Fox hunting first emerged in the UK in the 1600s and, in a minority of cases, it was a form of grossly indulgent pest control. In the 17th century, some foxes were hunted to stop them killing livestock. But it caught on because the hunters got a taste for blood. Exemplified by the introduction of foxes to the Isle of Wight in 1845 for hunting.

It was an ineffective pest control method then and it still is today. The last survey of fox numbers concluded that a year of cancelled hunts had no significant impact on fox numbers and the average fox density. It has never been about pest control. Hunts have been caught capturing and raising foxes to hunt them.

And nobody buys the “townies don’t understand the countryside folk” arguments any more – nor did they ever. There’s no decency code exclusive to England’s rural idylls that excuses the brutal torture of a living creature in the name of entertainment.

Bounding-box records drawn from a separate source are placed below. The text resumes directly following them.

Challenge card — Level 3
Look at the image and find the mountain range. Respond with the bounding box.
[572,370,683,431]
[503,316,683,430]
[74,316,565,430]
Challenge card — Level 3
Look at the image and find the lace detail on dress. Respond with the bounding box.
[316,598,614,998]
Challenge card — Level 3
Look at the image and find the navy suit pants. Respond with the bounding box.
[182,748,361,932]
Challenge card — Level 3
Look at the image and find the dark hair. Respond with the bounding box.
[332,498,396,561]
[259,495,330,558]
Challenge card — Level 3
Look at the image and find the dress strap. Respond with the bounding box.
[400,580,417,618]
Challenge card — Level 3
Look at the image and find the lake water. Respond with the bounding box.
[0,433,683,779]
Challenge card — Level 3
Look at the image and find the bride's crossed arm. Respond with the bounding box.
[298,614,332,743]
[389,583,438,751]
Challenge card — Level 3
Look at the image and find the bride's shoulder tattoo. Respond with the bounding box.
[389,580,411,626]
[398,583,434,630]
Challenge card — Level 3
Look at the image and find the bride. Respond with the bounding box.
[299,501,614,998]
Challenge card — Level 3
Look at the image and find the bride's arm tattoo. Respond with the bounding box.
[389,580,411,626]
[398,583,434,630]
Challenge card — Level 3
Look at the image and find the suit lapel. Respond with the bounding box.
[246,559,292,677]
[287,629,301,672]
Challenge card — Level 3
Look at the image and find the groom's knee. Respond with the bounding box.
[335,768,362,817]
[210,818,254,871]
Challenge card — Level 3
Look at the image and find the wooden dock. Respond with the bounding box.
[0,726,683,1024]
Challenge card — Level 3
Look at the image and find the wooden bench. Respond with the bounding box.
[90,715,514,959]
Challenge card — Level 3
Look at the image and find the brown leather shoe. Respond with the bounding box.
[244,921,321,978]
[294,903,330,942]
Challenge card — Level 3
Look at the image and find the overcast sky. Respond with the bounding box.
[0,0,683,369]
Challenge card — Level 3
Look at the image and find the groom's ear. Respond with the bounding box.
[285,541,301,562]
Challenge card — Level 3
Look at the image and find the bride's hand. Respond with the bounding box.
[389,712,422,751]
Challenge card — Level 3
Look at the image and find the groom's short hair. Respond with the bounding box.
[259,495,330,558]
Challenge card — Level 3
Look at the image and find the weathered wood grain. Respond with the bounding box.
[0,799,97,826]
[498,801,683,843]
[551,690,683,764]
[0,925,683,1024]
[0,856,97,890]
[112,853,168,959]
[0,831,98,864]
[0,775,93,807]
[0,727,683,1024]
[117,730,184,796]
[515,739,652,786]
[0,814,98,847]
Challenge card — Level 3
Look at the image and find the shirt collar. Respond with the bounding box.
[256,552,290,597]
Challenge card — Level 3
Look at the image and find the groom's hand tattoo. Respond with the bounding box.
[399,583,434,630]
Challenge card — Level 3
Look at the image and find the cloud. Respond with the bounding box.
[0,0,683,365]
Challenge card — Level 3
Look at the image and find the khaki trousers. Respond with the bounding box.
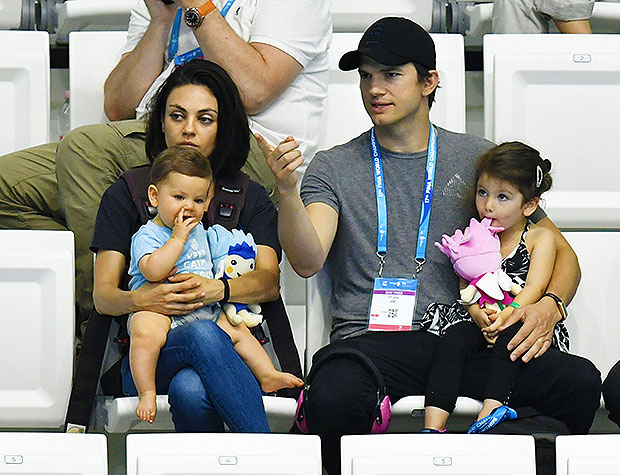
[0,120,277,336]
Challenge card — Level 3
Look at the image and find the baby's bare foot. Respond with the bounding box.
[136,391,157,424]
[260,371,304,393]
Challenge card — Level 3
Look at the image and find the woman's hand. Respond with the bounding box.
[168,274,224,305]
[132,274,205,315]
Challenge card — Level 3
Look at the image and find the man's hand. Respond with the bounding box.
[485,298,561,363]
[254,134,304,194]
[144,0,179,25]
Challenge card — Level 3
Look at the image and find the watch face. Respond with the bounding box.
[185,8,202,28]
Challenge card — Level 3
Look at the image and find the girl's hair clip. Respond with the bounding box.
[536,165,545,189]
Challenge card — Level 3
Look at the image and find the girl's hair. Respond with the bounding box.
[146,59,250,177]
[474,142,552,203]
[151,146,212,185]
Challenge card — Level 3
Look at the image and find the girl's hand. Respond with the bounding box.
[467,303,495,328]
[482,306,515,338]
[172,209,198,243]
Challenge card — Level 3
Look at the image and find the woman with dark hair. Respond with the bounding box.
[91,60,281,432]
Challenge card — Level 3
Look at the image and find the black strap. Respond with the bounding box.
[121,165,157,224]
[203,173,250,231]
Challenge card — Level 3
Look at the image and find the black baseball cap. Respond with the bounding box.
[338,17,436,71]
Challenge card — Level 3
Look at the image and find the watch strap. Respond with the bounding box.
[219,277,230,305]
[543,292,568,321]
[198,0,215,18]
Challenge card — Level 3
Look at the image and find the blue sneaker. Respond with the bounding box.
[467,406,517,434]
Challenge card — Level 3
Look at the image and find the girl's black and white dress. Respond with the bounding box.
[422,221,569,352]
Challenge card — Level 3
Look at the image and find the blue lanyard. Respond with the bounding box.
[168,0,235,61]
[370,124,437,277]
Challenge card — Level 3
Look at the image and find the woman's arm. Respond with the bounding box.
[93,251,205,315]
[168,245,280,305]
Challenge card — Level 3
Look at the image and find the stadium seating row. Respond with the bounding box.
[0,432,620,475]
[0,15,620,446]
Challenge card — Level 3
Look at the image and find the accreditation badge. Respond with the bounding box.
[368,278,418,331]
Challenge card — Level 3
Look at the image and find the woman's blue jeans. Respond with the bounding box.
[122,320,270,432]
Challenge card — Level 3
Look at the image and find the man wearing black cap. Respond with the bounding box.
[259,18,600,474]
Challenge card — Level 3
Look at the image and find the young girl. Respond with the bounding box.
[423,142,568,433]
[128,146,303,423]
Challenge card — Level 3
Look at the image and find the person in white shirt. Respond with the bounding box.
[0,0,331,334]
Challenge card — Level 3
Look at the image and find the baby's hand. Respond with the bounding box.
[172,208,198,243]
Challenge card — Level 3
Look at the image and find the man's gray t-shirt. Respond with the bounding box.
[301,128,493,341]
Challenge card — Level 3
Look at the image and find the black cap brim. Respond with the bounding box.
[338,48,411,71]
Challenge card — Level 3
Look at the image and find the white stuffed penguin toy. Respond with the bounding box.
[207,224,263,328]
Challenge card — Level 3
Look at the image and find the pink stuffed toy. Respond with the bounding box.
[435,218,521,312]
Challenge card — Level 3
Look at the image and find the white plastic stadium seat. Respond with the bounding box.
[0,31,50,155]
[484,35,620,229]
[127,434,321,475]
[67,31,127,129]
[331,0,437,32]
[0,230,75,432]
[319,33,465,150]
[0,432,108,475]
[341,434,536,475]
[555,434,620,475]
[0,0,22,30]
[56,0,136,41]
[551,232,620,379]
[100,395,297,433]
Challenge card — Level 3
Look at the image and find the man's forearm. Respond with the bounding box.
[278,188,335,277]
[182,0,302,115]
[104,23,170,120]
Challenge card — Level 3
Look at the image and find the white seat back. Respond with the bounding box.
[484,35,620,229]
[67,30,127,129]
[0,32,50,155]
[56,0,136,42]
[564,232,620,379]
[555,434,620,475]
[341,434,536,475]
[0,230,75,429]
[101,396,297,433]
[127,434,321,475]
[319,33,465,150]
[331,0,436,32]
[0,1,22,30]
[0,432,108,475]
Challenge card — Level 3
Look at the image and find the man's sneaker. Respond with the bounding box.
[467,406,517,434]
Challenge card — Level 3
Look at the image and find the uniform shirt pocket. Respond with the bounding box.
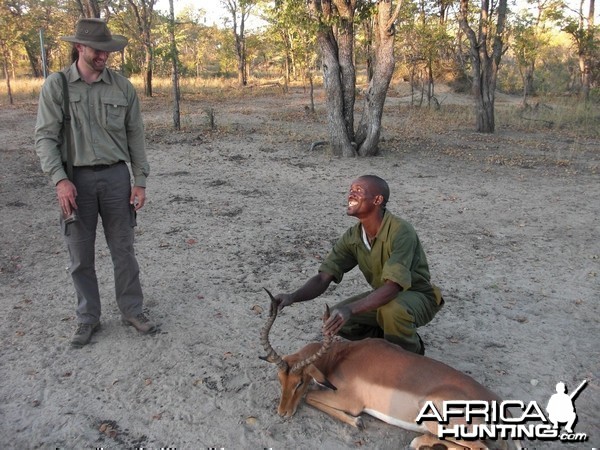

In fact, the same survey that found four out of every five British people oppose fox hunting also revealed 82 per cent of “countryside folk” support the ban.

The “excitement” of the ride and the “thrill of the chase” has attracted an often privileged minority who enjoy donning a red jacket for the costumed “glamour” of watching a fox get mercilessly ripped apart by a pack of, often, badly treated dogs. This is the real reason the hunts flourished. It is also why lobbyists, out of sync with the British people by a good 400 years, want to revive the barbaric pursuit.

Fox hunting is clearly an emotive issue; to anybody with a shred of compassion it is just instinctively wrong. But it is also a common sense issue. There is no appetite or reason to bring it back.

Theresa May is capitulating to a hunting lobby that represents a noisy but tiny minority of people in 21st century Britain. In doing so, the Prime Minister is hoping we will be distracted from more pressing election issues, like the Tories’ plan to lead Britain off an extreme Brexit cliff edge or, say, the crisis in our NHS service, failed by almost a decade of deliberate Tory underfunding and rampant privatisation. We won’t let Theresa May distract us from key issues facing Britain ahead of polling day.

Keith Taylor is Green MEP for the South East.